While its towering height draws climbers from around the world, the area surrounding the mountain is well worth a visit. The region is home to the Aoraki/Mount Cook National Park, a massive park filled with pristine alpine nature, including glaciers, mountains, and plenty of flora and fauna.

Also nearby is the Aoraki Mackenzie Dark Sky Reserve, a destination-worthy stargazing spot. To ensure that the area continues to offer excellent views of the night skies, there are limits on the area’s lighting. This ensures an uninterrupted view of the beautiful night sky. Spectacular stars abound in this famed reserve.

The Catlins

Credit: Bildagentur Zoonar GmbH / Shutterstock

The Catlins are one of the most compelling, rugged, and beautiful natural sites in New Zealand, with miles of untouched coastline, lush forests, and unforgettable sunsets.

Among the many spots to enjoy is Curio Bay. This has been a long-time destination for surfers. Its rocky shoreline also makes it enticing for hikers as there are many beautiful nature walks to explore. Keep your eyes open. You might just spot endangered creatures like Hector’s dolphins, or you might encounter one of the area’s striking, unusual yellow-eyed penguins.

Dolomite Point

Credit: Magic Earth Photography / Shutterstock

For a relatively small area, Dolomite Point offers huge rewards for seekers of natural wonders. Located in the Punakaiki Valley on New Zealand’s west coast, this incredible spot offers hiking, climbing, and some very unique rock formations.

One of the area’s biggest draws is what are called the Pancake Rocks. While they’re not edible, they are named for the breakfast food they are said to resemble.

How did they get that way? Over the years, water has come through blowholes to erode limestone rocks in such a way that they resemble huge pancakes. Visitors can see nature’s work in action at high tide, when the water comes through the blowholes to put on an all-natural show.


Credit: Guy Cowdry / Shutterstock

Located on the North Island of New Zealand, Waitomo is famed for its unique cave systems. While the caves would be destination-worthy all by themselves, these ones have a little something extra to offer: glowworms.

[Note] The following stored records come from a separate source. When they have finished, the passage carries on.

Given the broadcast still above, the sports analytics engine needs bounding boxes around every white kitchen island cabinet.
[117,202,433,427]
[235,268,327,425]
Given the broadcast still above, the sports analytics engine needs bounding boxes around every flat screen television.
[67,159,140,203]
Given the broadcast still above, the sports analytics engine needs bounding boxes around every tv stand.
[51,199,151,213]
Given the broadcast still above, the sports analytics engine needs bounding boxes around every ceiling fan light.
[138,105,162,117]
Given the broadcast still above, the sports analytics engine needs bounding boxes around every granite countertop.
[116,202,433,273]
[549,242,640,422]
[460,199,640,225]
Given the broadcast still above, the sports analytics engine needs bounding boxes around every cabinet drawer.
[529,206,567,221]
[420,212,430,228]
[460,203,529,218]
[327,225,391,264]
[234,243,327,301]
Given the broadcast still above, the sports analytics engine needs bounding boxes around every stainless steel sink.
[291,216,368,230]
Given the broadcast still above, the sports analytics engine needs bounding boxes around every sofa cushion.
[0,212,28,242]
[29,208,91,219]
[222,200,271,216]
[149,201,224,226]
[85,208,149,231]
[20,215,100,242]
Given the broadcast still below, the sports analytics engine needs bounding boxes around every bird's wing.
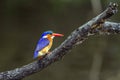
[34,38,50,58]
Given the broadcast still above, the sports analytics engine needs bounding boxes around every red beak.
[52,33,64,37]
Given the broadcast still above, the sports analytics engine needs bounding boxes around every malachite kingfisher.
[33,31,63,59]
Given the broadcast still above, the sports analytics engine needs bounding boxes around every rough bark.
[0,3,120,80]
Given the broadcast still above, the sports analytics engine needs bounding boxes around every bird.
[33,30,64,59]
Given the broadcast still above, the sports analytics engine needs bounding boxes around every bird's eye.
[50,33,52,35]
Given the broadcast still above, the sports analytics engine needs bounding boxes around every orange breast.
[39,37,53,56]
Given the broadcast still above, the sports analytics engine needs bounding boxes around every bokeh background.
[0,0,120,80]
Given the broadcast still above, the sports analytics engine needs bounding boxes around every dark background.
[0,0,120,80]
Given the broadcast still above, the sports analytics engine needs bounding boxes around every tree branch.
[0,3,120,80]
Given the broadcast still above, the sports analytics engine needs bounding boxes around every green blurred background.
[0,0,120,80]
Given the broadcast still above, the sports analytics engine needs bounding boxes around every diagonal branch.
[0,3,120,80]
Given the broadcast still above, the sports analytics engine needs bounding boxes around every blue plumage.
[34,38,49,58]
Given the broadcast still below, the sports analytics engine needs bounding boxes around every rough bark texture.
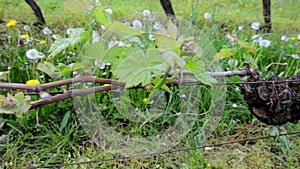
[25,0,45,26]
[262,0,272,33]
[241,72,300,125]
[160,0,175,18]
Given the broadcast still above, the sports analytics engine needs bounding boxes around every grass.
[0,0,300,168]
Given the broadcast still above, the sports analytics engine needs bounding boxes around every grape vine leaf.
[49,28,88,58]
[116,48,168,88]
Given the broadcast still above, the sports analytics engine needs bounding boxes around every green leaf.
[37,61,57,78]
[106,22,141,35]
[116,48,168,88]
[214,48,235,60]
[153,33,181,54]
[168,20,177,39]
[49,28,87,57]
[163,50,185,69]
[59,111,71,132]
[92,6,110,25]
[186,59,217,86]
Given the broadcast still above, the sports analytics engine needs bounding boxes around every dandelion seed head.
[251,22,260,30]
[204,12,211,19]
[132,20,143,30]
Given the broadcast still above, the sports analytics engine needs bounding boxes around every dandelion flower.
[43,27,52,35]
[105,8,112,15]
[6,19,17,27]
[251,22,260,30]
[204,12,211,19]
[40,40,47,45]
[26,49,45,60]
[26,80,40,85]
[143,9,151,17]
[21,34,29,39]
[252,35,263,43]
[132,20,143,30]
[259,39,271,48]
[281,35,290,42]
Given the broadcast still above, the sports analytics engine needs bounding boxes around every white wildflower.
[153,22,162,30]
[251,22,260,30]
[143,9,151,17]
[92,31,100,44]
[259,39,271,48]
[52,34,59,39]
[105,8,112,15]
[291,54,300,59]
[132,20,143,30]
[281,35,290,42]
[252,35,263,43]
[148,33,155,41]
[26,49,39,60]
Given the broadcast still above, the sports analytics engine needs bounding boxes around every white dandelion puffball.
[143,9,151,17]
[259,39,271,48]
[105,8,112,15]
[251,22,260,30]
[204,12,211,19]
[132,20,143,30]
[26,49,39,60]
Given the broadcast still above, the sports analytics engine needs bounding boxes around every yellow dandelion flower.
[40,40,47,45]
[21,34,29,39]
[6,19,17,27]
[143,98,149,103]
[26,80,40,85]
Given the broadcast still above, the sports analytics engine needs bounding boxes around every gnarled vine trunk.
[160,0,175,18]
[262,0,272,33]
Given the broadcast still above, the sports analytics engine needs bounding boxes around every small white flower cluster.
[143,9,155,21]
[252,35,272,48]
[26,49,45,60]
[251,22,260,30]
[204,12,211,19]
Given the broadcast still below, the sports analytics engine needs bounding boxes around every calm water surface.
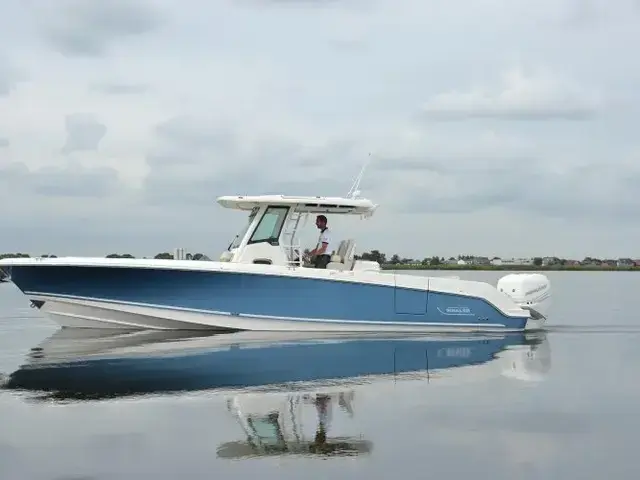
[0,272,640,480]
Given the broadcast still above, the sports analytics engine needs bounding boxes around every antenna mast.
[347,152,371,199]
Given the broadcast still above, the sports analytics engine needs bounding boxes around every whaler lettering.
[438,347,471,358]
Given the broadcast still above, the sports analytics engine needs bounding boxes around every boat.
[0,182,551,332]
[2,329,550,401]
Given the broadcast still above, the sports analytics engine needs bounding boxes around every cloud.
[0,0,640,258]
[423,69,602,120]
[62,113,107,154]
[0,162,119,198]
[37,0,161,57]
[0,56,26,97]
[92,83,151,95]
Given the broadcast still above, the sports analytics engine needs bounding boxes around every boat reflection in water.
[4,329,550,458]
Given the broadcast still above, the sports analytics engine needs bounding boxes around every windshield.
[228,207,260,250]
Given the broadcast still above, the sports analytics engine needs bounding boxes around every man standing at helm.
[309,215,331,268]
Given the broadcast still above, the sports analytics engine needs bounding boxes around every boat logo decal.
[437,307,473,316]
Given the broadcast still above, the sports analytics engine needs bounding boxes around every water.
[0,272,640,480]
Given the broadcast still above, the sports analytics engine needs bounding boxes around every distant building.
[500,258,533,266]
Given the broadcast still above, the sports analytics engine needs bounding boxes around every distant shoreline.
[381,263,640,272]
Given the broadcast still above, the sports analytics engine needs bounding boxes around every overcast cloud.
[0,0,640,258]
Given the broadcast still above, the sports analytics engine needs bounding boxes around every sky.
[0,0,640,258]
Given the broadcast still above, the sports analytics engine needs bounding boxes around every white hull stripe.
[25,291,520,331]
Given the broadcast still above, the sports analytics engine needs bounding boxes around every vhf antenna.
[347,152,371,199]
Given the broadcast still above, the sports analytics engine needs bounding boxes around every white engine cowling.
[497,273,551,318]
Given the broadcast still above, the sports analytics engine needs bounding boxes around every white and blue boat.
[0,192,551,332]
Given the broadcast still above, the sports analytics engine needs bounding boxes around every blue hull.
[4,333,544,400]
[3,265,527,330]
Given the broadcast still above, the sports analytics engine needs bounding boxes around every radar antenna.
[347,152,371,199]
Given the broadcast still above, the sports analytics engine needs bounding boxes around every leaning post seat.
[327,239,355,270]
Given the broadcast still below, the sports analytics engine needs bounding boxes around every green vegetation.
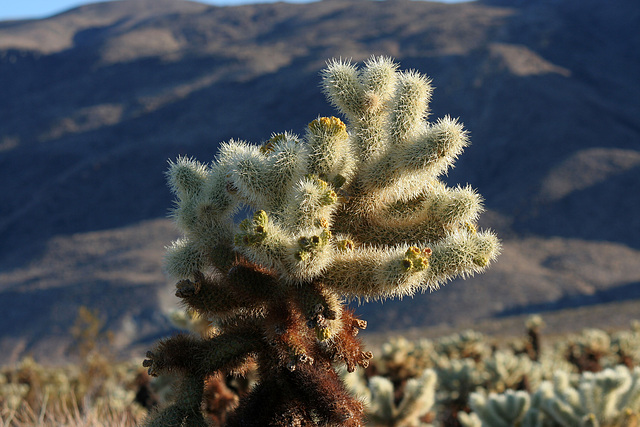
[0,313,640,427]
[144,57,500,427]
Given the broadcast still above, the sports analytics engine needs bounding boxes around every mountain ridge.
[0,0,640,361]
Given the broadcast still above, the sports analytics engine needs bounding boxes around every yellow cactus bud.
[309,116,347,134]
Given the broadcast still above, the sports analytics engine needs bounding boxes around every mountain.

Thousands of glowworms can be found in these caves, lighting the space in the most magical way. You’ve never seen anything like it. One of the largest caves, Ruakuri Cave, even features waterfalls and limestone formations.

While you’re in the area, you may opt to check out the Mangapohue Natural Bridge, which is a naturally occurring arch over the stream of the same name.

Nature Abounds in New Zealand

Credit: Olga Danylenko / Shutterstock

New Zealand offers natural sites unlike anything you’ve ever seen. From rocks shaped like pancakes to majestic, cloud-piercing mountains, the beauty of New Zealand is sure to amaze.